No Manual Investing for Oct 2017
Robo-Advisor Investing for Oct 2017
StashAway
- Funds transfer of S$500 invested in US-listed ETFs
Smartly
- Funds transfer of S$400 invested in US-listed ETFs
Amount invested with Robo-Advisors is S$900 for October 2017.
Total invested amount is S$2,800 for October 2017.
Hedging against whatever happens next?
We have been doing this every month for a while now. Pushing funds into our cash, ETF and retirement holdings (mandatory CPF contributions). The amounts can vary but the approach is the same because we have no idea what’s going to happen next. We save our cash, invest in ETFs and build up our retirement funds (mandatory CPF contributions) every month to hedge against economic and market events. The cash savings earn interest income (average 1.5%), ETFs earn dividend income (average 2.5%) and CPF retirement funds (mandatory contributions) earn interest income (average 3.5%).

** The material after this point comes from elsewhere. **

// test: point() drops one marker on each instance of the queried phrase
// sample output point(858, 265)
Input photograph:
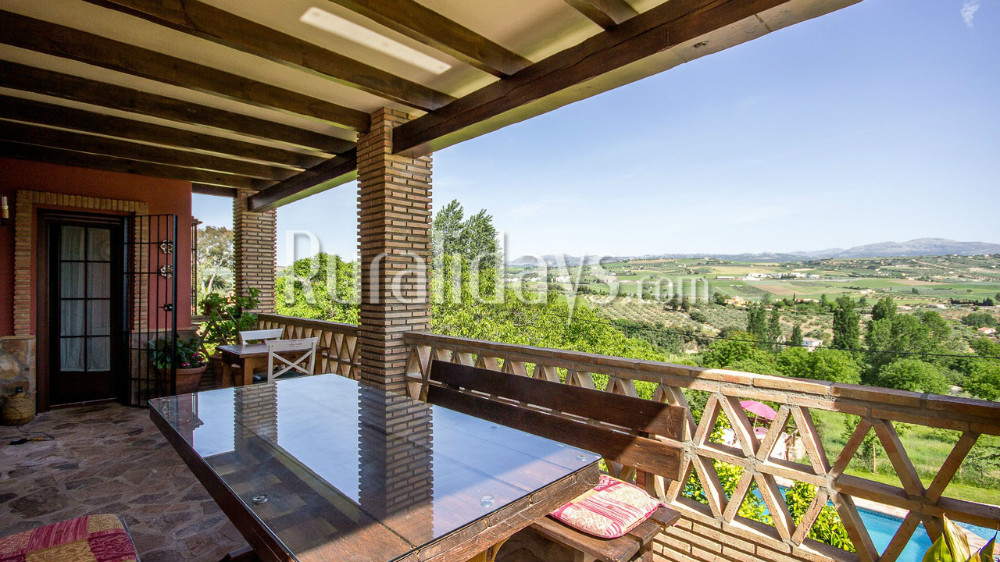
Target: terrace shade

Not high returns but sufficient for us to remain neutral in our asset allocation. This means we try to push about the same amount of funds into the 3 portions every month at this stage. Currently, this works out to be about S$3,000 for each portion i.e. S$9,000 in total every month. Let’s not forget the 4th portion of S$3,000 (S$2,000 of cash and S$1,000 of mandatory CPF contributions) that goes towards paying off the housing loan. We still have some cash leftover for our monthly spending. But this is aggressive and is pushing our salary income allocation to its limit.
Plus it only works if we can maintain our salary income, which we continues to be a challenge as we get older and the economic & corporate environment keeps changing. Ideally, we push ourselves up one more level in our positions to get to the next salary band. This should help to relieve the pressure from the maxed out salary income allocation. Maybe this can be our work objective for next year even though we are still going through our performance reviews for this year.